WASM note: The TypeScript/WASM implementation uses a non-NIST encoding format (896-byte public key, 666-byte fixed-length signature). Cryptographic correctness has been verified via the Rust backend.
API Example
use metamui_falcon512::{Falcon512, KeyPair};
// Key generation
let keypair = Falcon512::keygen(&mut rng);
// Signing
let message = b"Document to be signed";
let signature = Falcon512::sign(&keypair.secret_key, message);
// Verification
let is_valid = Falcon512::verify(&keypair.public_key, message, &signature);
assert!(is_valid);
// Using ExpandedKey for repeated signing (amortizes LDL tree cost)
let expanded = Falcon512::expand_key(&keypair.secret_key);
let sig1 = Falcon512::sign_with_expanded(&expanded, b"First message");
let sig2 = Falcon512::sign_with_expanded(&expanded, b"Second message");
Test Vectors
Falcon uses both NIST-format test vectors and cross-language interoperability vectors:
- NIST vectors:
test-vectors/falcon512_vectors.json - Cross-language (512):
test-vectors/falcon512_cross_lang.json— 5 messages, signed by C reference, verified by all languages - Cross-language (1024):
test-vectors/falcon1024_cross_lang.json— 5 messages, signed by C reference, verified by all languages - Hash-to-point golden vectors:
test-vectors/hash_to_point_falcon512_golden.json,test-vectors/hash_to_point_falcon1024_golden.json
References
- Falcon Specification — Fouque, P.-A., Hoffstein, J., Kirchner, P., et al.
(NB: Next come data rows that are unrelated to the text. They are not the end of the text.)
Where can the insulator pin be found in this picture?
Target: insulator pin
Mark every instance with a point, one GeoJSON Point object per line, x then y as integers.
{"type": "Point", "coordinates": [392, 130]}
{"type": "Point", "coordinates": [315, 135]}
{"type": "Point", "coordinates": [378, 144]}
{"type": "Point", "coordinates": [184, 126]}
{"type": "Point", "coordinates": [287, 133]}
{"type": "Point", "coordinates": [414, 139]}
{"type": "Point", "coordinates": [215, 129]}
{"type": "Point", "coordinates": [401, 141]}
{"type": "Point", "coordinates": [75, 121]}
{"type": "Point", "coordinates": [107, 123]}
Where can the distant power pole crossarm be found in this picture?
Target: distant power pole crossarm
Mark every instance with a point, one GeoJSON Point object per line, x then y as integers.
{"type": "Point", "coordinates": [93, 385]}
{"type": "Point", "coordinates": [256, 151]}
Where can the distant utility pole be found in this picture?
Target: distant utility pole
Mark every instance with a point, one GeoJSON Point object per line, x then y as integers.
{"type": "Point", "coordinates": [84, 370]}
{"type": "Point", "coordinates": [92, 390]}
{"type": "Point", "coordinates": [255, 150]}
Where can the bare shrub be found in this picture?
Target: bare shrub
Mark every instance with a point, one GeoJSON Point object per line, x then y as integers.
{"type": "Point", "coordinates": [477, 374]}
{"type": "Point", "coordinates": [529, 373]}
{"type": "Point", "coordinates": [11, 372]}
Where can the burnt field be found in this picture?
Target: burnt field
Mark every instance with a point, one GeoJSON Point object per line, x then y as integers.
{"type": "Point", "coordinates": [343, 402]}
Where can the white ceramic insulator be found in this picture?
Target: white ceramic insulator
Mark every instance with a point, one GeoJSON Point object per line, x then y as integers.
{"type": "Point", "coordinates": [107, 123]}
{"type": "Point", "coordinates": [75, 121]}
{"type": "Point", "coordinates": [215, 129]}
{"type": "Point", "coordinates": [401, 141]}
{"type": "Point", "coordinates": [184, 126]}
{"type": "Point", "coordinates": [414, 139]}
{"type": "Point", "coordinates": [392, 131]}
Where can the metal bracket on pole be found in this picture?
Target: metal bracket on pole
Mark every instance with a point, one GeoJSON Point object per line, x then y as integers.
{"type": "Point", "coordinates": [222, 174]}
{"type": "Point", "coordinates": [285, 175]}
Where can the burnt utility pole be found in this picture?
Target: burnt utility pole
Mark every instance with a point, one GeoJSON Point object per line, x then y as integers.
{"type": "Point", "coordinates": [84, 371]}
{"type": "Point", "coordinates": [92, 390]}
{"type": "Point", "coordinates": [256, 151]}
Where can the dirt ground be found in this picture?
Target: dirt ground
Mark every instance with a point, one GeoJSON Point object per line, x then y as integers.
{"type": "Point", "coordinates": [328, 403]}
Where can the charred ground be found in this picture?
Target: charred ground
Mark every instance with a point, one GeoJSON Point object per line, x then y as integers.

Falcon: Fast-Fourier Lattice-based Compact Signatures over NTRU. https://falcon-sign.info/
- NIST PQC Round 3 — Falcon was selected for standardization in the NIST Post-Quantum Cryptography project. https://csrc.nist.gov/projects/post-quantum-cryptography
- GPV Framework — Gentry, C., Peikert, C., Vaikuntanathan, V. Trapdoors for Hard Lattices and New Cryptographic Constructions. STOC 2008.